Unlike heat, however, you'll find no viable scientific definition for the terms "Orthodox" or "Fairy."
These terms are really only useful for the purpose of creating a synthetic favored status (generally for the purpose of awards/titles).
The question here is not: which one of these (or both) deserve the blessing of "Orthodox" recognition.
The first question we must answer is: how do we formally provide for both interpretations?
After we produce a viable formal mechanism to describe both interpretations, we might gain the understanding necessary to adequately define Orthodox/Fairy (in a logical way, based upon fundamental stipulation components -- rather than in an element by element, thumbs-up/thumbs-down, fashion).
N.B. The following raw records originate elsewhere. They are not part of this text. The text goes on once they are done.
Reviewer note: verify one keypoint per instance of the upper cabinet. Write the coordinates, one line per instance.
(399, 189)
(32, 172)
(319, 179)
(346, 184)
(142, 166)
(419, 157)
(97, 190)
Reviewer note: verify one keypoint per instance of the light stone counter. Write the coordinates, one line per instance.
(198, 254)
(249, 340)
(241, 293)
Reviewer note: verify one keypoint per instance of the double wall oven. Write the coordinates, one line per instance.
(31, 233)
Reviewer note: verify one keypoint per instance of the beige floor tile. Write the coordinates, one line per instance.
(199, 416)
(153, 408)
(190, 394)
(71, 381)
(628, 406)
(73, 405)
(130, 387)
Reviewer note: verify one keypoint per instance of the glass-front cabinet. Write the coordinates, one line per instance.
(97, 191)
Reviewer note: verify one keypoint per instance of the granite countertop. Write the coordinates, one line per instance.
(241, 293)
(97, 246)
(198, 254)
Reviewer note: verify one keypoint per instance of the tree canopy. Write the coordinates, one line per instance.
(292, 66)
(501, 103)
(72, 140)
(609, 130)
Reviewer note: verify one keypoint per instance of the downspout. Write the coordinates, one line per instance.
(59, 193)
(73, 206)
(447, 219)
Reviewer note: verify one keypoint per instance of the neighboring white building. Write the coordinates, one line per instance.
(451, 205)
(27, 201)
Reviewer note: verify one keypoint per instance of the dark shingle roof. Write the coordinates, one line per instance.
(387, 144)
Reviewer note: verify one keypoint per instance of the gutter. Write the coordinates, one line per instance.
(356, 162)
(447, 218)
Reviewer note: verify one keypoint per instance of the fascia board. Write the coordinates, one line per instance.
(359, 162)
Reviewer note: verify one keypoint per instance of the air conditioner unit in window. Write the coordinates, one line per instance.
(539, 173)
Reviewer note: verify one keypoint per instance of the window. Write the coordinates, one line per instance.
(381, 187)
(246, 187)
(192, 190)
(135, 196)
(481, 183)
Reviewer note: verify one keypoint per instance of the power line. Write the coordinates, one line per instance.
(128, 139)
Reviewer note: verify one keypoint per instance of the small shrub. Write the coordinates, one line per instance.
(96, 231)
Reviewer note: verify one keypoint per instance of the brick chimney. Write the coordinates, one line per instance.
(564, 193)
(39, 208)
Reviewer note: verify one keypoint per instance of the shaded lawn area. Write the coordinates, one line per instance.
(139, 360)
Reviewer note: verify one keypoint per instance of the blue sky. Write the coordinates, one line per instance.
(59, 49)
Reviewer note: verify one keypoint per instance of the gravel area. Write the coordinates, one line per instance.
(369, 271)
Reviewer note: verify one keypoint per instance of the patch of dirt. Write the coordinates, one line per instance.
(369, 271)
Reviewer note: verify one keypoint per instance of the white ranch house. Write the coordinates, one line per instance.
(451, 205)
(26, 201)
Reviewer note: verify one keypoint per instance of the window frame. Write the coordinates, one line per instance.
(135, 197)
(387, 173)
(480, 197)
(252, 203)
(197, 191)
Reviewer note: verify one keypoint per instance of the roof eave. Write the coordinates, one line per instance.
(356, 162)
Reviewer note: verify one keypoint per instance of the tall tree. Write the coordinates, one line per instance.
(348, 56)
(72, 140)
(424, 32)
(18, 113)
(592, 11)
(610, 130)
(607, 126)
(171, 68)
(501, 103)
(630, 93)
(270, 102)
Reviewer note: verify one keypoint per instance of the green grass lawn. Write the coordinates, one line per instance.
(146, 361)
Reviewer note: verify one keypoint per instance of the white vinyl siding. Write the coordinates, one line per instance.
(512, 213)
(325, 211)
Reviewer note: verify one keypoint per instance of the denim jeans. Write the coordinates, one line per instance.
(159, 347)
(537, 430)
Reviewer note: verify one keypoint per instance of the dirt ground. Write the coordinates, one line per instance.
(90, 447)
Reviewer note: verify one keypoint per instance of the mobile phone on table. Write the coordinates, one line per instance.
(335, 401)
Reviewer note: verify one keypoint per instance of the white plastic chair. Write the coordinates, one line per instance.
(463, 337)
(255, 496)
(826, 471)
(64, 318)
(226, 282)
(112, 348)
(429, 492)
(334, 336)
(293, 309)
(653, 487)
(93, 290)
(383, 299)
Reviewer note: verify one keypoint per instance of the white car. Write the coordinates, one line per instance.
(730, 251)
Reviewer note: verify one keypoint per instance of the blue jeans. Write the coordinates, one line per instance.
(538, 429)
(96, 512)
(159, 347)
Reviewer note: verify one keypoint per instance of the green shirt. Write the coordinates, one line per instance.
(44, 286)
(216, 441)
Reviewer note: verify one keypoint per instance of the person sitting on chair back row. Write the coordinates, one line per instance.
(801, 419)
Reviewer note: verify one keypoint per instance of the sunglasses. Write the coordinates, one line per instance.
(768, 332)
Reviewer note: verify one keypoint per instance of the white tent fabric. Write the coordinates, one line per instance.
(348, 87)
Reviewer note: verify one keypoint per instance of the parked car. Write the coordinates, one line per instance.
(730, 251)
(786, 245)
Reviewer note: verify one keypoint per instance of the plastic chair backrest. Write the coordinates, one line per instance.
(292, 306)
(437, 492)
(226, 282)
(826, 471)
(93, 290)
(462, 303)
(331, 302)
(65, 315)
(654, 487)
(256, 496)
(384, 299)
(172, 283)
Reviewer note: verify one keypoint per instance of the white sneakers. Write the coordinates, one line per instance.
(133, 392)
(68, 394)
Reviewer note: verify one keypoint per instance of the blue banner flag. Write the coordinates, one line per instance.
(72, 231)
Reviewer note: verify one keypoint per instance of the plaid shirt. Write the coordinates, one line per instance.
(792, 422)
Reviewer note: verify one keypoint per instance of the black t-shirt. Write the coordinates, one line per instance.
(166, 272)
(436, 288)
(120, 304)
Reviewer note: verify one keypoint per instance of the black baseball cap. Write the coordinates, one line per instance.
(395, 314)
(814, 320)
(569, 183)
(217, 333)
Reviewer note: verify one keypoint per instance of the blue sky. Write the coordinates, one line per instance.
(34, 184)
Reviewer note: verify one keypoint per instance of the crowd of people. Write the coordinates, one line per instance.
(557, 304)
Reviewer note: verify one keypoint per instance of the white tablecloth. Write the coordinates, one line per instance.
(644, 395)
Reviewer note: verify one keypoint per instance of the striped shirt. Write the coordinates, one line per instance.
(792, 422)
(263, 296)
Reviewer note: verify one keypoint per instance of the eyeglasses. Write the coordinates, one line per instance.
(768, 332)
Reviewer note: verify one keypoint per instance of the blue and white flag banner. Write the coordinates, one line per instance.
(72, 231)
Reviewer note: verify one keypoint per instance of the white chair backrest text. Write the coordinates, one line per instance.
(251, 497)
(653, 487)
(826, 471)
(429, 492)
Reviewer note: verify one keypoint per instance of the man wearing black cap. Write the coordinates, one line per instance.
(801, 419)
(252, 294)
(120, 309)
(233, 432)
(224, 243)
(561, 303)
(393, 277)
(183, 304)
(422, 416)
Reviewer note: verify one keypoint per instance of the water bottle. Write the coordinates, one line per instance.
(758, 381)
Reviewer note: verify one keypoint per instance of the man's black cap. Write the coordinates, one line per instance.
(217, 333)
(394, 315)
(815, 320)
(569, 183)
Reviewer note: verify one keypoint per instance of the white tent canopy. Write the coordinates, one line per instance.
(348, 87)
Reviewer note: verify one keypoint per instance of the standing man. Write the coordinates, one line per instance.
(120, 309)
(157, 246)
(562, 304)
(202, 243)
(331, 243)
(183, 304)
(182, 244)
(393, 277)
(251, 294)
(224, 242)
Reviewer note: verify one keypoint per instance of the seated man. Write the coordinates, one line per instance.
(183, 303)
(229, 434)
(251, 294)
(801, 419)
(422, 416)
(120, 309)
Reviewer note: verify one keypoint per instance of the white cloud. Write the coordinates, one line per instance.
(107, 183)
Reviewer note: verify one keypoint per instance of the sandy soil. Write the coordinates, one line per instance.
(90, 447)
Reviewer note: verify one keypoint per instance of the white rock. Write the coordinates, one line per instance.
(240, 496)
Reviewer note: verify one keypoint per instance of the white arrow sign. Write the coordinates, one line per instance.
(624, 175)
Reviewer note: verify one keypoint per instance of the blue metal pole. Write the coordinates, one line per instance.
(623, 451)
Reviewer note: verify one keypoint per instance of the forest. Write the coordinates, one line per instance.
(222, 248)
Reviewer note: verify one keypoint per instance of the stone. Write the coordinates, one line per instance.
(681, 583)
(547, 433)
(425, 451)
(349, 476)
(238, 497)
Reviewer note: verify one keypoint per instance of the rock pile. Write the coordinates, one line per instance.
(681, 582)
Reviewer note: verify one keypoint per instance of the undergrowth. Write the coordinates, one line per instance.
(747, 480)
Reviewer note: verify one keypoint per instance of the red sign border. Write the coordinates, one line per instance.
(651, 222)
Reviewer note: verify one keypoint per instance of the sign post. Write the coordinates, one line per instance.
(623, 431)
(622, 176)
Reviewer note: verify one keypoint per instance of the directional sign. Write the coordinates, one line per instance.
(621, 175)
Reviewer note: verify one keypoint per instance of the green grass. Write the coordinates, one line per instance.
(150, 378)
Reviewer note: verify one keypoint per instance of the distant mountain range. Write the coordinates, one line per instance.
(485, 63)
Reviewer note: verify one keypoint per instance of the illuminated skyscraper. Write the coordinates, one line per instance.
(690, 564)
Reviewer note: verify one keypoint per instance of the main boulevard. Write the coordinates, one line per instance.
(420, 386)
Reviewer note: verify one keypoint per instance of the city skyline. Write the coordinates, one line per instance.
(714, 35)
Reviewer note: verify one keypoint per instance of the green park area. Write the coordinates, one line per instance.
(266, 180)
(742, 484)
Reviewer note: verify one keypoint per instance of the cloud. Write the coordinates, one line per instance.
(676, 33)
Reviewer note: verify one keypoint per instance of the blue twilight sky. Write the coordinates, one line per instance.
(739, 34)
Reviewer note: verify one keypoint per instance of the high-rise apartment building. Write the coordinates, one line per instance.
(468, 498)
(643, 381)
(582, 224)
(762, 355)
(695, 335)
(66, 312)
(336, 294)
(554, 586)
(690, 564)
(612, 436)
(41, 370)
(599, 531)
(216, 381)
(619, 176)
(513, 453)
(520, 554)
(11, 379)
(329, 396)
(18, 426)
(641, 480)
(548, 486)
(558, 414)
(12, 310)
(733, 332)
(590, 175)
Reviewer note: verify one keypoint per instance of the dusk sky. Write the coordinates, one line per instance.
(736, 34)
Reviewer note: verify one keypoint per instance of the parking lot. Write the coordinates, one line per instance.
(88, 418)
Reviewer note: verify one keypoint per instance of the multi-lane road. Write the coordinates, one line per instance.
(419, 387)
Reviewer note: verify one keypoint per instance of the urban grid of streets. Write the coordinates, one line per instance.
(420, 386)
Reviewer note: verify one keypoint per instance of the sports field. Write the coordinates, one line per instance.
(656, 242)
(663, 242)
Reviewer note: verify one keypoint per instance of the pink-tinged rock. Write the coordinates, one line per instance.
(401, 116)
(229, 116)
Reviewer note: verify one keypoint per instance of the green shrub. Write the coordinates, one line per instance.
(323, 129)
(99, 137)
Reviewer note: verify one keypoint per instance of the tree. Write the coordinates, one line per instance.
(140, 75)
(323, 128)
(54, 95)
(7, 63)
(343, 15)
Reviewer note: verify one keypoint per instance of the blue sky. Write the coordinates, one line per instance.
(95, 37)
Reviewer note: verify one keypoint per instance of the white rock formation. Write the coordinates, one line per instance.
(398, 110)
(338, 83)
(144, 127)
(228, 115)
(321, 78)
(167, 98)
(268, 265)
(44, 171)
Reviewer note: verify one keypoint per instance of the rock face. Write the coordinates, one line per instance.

| | | (26) Posted by Kevin Begley [Wednesday, May 9, 2012 08:33]; edited by Kevin Begley [12-05-09] |
Richard Schurig
Schachzeitung, 1851
 (= 7+5 )
s#3 (7+5) C+ (according to Win Chloe db)
1.Bd5+! Ke5 2.Bg8+ Ke4 3.Rh3 ...Qg7#,Qxg8# (not listed as a dual)
There is no universal convention here.
And, even if you want to bless one interpretation as Orthodox, you have to provide some formal mechanism which describes the alternative.
The simplest way to do this -- which would provide coverage for a number of s# derivatives (hs#n), which would provide a formal dual-suppression mechanism for like-minded inventions (CapZug), and which would provide formal coverage for a number of fringe stipulations (such as Michel's h4#2) -- would be to alter the taxonomy of our formal stipulation, in such a manner that the ultimate objective may be explicitly stated as something other than the primary goal.
What alternative is there?
Are we going to create a fairy condition which alters the nature of dual interpretation?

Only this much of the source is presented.